The Mudcat Café TM
Thread #99902   Message #1997692
Posted By: PoppaGator
15-Mar-07 - 01:39 PM
Thread Name: Opinions of Bass Players.
Subject: RE: Opinions of Bass Players.
I was going to be the first to name the great folk-music icon Fritz Richmond, but he finally got a mention, and quickly a second, about 3/4 of the way down the list. He could take either the jug or the washtub and play as musicianly as bass part as anyone else could produce using a "real" instrument.

Fritz, who only recently passed away, also gets points for having been the first public figure to sport "granny-glasses"-style shades, creating a very striking bit of bohemian sartorial style that was later popularized world-wide by John Lennon and others.

Of course, the washtub bass is a string instrument, roughly equivalent to a bass fiddle or bass guitar, while the jug is a wind instrument not terribly unlike the tuba/sousaphone. Fritz could lay down an irresitible groove with either one.

And speaking of the bass horn, I have to mention the many terrific sousaphone ("tuba") players working in the reborn New Orleans brass-band tradition. Phil Frazier (co-founder of the Dirty Dozen) was the first real innovator to emerge back in the 80s, and today there are too many outstanding "sousaphunk" players to count.
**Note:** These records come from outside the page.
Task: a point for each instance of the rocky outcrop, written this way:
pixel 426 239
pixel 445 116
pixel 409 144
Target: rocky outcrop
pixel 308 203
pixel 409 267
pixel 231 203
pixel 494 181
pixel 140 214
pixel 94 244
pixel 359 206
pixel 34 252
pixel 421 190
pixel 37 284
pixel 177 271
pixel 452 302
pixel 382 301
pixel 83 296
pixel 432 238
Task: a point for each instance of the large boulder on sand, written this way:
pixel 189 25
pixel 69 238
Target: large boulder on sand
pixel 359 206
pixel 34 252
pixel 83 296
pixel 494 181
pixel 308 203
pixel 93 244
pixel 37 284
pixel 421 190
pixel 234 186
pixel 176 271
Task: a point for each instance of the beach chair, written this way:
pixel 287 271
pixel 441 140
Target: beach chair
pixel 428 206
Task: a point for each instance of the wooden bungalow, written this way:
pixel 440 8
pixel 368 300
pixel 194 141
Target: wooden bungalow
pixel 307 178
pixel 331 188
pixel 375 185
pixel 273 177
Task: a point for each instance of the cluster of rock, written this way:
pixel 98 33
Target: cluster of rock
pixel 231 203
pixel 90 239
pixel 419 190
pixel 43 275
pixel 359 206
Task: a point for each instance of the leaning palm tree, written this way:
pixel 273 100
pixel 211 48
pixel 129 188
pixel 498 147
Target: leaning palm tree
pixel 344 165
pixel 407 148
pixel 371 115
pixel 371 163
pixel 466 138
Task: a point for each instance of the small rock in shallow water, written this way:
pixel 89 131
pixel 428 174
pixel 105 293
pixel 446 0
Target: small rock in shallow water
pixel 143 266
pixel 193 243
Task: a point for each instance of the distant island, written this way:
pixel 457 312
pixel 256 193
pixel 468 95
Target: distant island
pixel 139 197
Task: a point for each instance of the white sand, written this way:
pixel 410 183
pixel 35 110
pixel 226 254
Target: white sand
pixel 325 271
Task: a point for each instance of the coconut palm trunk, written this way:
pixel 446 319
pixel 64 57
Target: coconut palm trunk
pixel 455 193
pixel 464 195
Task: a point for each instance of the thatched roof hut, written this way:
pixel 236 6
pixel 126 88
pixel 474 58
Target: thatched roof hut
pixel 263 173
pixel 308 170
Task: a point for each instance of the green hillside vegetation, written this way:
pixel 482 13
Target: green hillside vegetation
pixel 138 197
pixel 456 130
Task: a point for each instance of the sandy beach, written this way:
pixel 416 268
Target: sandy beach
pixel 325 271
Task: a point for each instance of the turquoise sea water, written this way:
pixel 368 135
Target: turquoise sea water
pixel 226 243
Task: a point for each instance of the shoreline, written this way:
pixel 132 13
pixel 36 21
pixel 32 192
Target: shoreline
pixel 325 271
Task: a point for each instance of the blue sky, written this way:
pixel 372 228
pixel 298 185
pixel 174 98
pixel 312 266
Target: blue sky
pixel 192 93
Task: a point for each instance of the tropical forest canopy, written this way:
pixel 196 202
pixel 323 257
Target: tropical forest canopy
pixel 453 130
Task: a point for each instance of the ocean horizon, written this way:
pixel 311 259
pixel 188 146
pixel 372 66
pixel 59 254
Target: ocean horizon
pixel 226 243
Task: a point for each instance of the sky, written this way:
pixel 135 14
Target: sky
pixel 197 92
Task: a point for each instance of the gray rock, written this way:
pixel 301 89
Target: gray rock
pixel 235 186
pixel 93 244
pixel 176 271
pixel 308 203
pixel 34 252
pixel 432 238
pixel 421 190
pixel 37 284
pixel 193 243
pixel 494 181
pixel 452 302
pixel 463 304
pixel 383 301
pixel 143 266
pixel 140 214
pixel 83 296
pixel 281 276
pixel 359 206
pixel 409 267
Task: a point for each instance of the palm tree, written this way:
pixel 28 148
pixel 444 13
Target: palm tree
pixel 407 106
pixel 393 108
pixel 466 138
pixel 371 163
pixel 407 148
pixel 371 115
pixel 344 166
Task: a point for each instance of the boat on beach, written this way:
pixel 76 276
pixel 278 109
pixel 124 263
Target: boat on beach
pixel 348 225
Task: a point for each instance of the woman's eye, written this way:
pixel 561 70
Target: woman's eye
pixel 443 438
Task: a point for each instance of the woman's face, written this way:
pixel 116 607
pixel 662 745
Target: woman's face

Also from New Orleans, James Singleton is a master of both the (jazz) acoustic bass fiddle and the (jazz/rock/funk/world) elecric bass guitar. Some of his most outstanding jazz work can be heard as a member of Astral Project, but he has always done a lot of outside "sideman" work with all kinds of musicians of every genre. Often, but not always, his Astral Project bandmate, drummer Johnny Vidocavich, goes along with him as a "package deal." Professor Longhair's posthumous "Crawfish Fiesta" album is a good example of this peerless rhythm section at their best.

The other great contemporary New Orleans master bass player, a little more on the rock/funk/soul side, is George Porter Jr., of the Meters ~ both the original quartet and the reborn "funky Meters" ~ and countless other projects including his own eponymous band.

Finally, mention of the Meters reminds me of their better-known contemporaries, another studio-based "house band" quartet with the same instrumentation (organ/guitar,bass/drums), Booker T and the MGs. Bass players don't come much better than Donald "Duck" Dunn.